Loki can be thankful for that much, though it didn't exactly turn out as planned. For all his struggling, he's not any nearer to getting free, and though he is certainly tough this isn't exactly fun. At least this is nothing compared to the damage Mjolnir would be capable of inflicting.

Of course, this is precisely when the Chitauri commander makes the decision to send in the first of the great war-beasts. Precisely what Loki was intending Thor to be in charge of killing, were he not busy trying to punch his face in.

Thor pulls him to his feet, hands fisted in the leather at his throat. He shakes Loki as though he's some kind of unruly pup, perhaps one of the royal hunting dogs that's gotten in where it shouldn't. Perhaps he believes that he can beat sense back into him?

"Look!" Thor shouts, far too near to his face. Loki is more concerned with cataloguing his hurts than paying attention, to be honest, though he still looks at whatever Thor is trying to rub his nose in. "Look at this! Look around you."

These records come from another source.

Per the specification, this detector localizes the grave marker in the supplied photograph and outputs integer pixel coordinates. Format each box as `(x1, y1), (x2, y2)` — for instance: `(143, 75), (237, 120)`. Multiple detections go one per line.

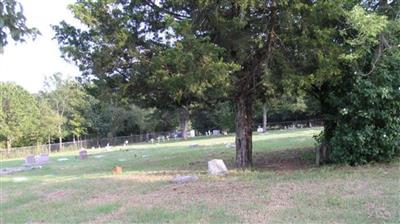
(79, 150), (88, 159)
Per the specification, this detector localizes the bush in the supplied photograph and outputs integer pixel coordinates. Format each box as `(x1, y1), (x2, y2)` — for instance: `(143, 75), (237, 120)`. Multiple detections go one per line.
(328, 52), (400, 165)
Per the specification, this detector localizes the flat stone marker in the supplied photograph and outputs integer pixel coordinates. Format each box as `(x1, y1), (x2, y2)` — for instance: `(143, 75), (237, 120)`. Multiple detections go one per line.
(25, 155), (36, 166)
(12, 177), (28, 182)
(171, 176), (199, 184)
(79, 150), (87, 159)
(36, 154), (49, 164)
(208, 159), (228, 176)
(112, 166), (122, 174)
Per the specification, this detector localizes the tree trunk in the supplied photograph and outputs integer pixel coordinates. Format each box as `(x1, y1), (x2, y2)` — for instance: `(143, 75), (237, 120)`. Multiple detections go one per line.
(6, 138), (11, 154)
(236, 93), (252, 169)
(179, 108), (189, 140)
(47, 135), (51, 154)
(58, 137), (62, 151)
(263, 103), (268, 133)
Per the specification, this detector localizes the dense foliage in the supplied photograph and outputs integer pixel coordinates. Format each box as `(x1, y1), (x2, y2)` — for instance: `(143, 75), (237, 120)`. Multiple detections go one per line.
(0, 0), (39, 50)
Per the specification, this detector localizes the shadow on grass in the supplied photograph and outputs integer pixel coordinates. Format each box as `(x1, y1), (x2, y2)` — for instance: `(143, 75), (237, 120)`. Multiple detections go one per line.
(253, 148), (317, 171)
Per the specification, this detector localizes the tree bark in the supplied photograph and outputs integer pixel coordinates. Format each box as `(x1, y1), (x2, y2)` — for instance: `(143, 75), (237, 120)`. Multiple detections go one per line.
(179, 108), (189, 140)
(263, 103), (268, 133)
(47, 135), (51, 154)
(236, 93), (252, 169)
(58, 126), (62, 151)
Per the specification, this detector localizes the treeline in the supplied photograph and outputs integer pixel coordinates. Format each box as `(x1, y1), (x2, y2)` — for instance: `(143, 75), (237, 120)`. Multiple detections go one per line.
(54, 0), (400, 165)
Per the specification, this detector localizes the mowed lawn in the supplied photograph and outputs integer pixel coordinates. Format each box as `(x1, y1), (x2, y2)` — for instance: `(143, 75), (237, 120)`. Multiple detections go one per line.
(0, 129), (400, 223)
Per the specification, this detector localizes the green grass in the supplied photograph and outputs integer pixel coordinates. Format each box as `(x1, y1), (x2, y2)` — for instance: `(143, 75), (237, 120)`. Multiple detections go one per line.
(0, 129), (400, 223)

The city is burning, it is true. The Chitauri swarm everywhere, yet seem not to have spread out beyond the limits of this island district, so there is that. The damage to buildings is irrelevant in the scheme of things, and he doubts there has been over-much loss of mortal life. Yet Thor can have no way of knowing about the evacuation, he realises, and he's not likely to notice from up here. He supposes laughing would not be greeted favourably at this point. Mind, he's still a little dazed.

"You think this madness will end with your rule?" Thor asks. Does he really still believe that is Loki's ambition? That it was Loki's ambition? Surely he's spoken to Moth- to Frigga? She of all Asgard at least showed him some kindness, some affection, hard as it was to get. And she must have seen his reaction when they handed him Gugnir at Odin's bedside. But perhaps even she misbelieves him now? Thinks him false all along, the conniving, treacherous Frost Giant, the snake, the poison in their midst.

Again they prove they have never truly known him. And Thor yet thinks to claim brotherhood? Kinship? Arrogant still, for all he's learned. No. Loki will never again look to his so-called family for love. He will be what they think of him. He does so hate to disappoint.

"It's too late," he says, calmed enough now to use his seid to call one of his smallest throwing knives into his hand. "It's too late to stop it."

"No," Thor replies, as though his mere words will make it so. As though his godhood gives him that power. "We can. Together."

Hah. Together? Use Loki's seid as your useful tool once again and then cast him aside once his part is done, without acknowledging him or his aid? Yes, Loki knows what 'together' means to Thor when it comes to him. Never the same as it meant when used to the Warriors Three, or to Sif. So no, even were all this real and he had found some measure of guilt he would not agree to use his own hard-won knowledge to do what Thor never could, and shut the Tesseract down.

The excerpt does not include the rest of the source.